POLING: Recalling ‘Woodward & Bernstein’ news tips

Published 5:00 am Wednesday, June 29, 2022

“You follow this and you’ll be the next Woodward and Bernstein.”

From the late 1980s until about the mid 1990s of my newspaper career, it seemed someone with a news tip said something similar to this statement at least once a month. 

A person would call the office, “I gotta story that’s as big as Watergate. You’ll be like, um, Woodwood and Bernstein, them All the President’s guys.” 

Or someone carrying a thick pile of dog-eared, Xeroxed documents or papers would drop by the office – “like Woodward and Bernstein.” 

Or someone encountered at an event, usually whispering, “this thing is going to blow up and you’ll be the one doing the dynamiting like Woodward and Bernstein.”

I wasn’t the only reporter receiving such calls and hearing the references to The Washington Post reporters Bob Woodward and Carl Bernstein who rose to fame uncovering the Watergate scandal that toppled the presidency of Richard Nixon and whose journalistic exploits were covered in the book “All the President’s Men,” then a movie of the same name starring Robert Redford and Dustin Hoffman as the reporters respectively.

The biggest way to get any reporter to roll his or her eyes back then was for a caller, usually wishing to remain anonymous, to say, “this is as big as Watergate. … You’ll be like Woodward and Bernstein.”
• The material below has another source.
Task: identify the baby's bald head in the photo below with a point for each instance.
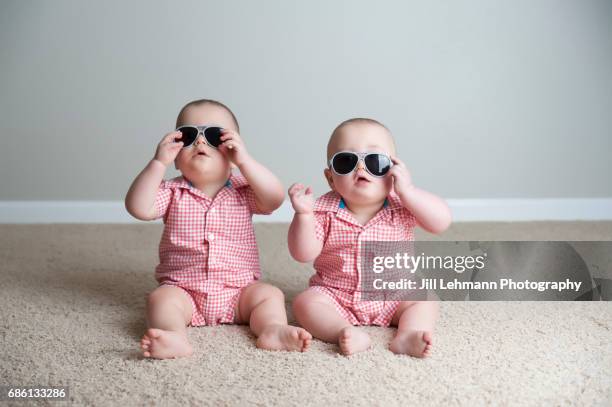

We would usually think, yeah, your sewage issue is going to be as big as bringing down an American president. Though we didn’t say that, of course. Well, not most of us anyway.

The recent 50th anniversary of the Watergate break in – June 17, 1972 – when five men were arrested breaking into the national Democratic headquarters at the Watergate Hotel in Washington, D.C., on the orders of someone in the Nixon administration reminded me of those past Woodward and Bernstein news tips. 

And those types of calls weren’t just made to The Valdosta Daily Times but small town newspapers across America. Ask almost any newspaper reporters/editors who worked from the mid-1970s to roughly the mid-1990s and they will likely confirm receiving such a news tip, not once but several times.

Usually, the tip revolved around sewage, or perceived public malfeasance, or someone wrongly charged by police, or even a dog tearing up a neighbor’s yard. The calls were often from someone who refused to give their name, or wished to remain anonymous, or wouldn’t go on the record, or who had no proof or evidence, or the evidence was haphazardly collected in a manila folder.

And while the Woodward and Bernstein reference was the quickest way to bring out the skeptic in a reporter, we did our due diligence. We were young. We were hungry. We listened to the full account. We waded through the documents. We made phone calls. We followed up. 

Most cases led to a dead end. If there was a “there” there, we couldn’t find it no matter our efforts. But in some cases, the tip led to some fine reporting. It may not have led to the fall of an American president but it revealed wrongdoing by doctors, lawyers, police, etc.

And these stories were reported through the dogged determination of journalists following the same practices that a viewer would see in “All the President’s Men” – repeated phone calls, call backs, knocking on doors, finding and researching documents, being hung up on, or people refusing to see the reporter, or making the reporter wait, etc. 

All this while working on the daily coverage of local crime, city and county meetings, feature stories and other regular newspaper stories. Most newspaper reporters are still covering a regular beat while looking into the “Woodward and Bernstein”-type stories.

And if we couldn’t find any evidence or credible statements to lead a story to print, we often heard the same thing next from the Woodward and Bernstein tipsters.

“Well, if you won’t tell my story, I guess ’60 Minutes’ will.”

Good luck with that. Though we didn’t say that, of course. Well, not most of us anyway.

Dean Poling is an editor with The Valdosta Daily Times and editor of The Tifton Gazette.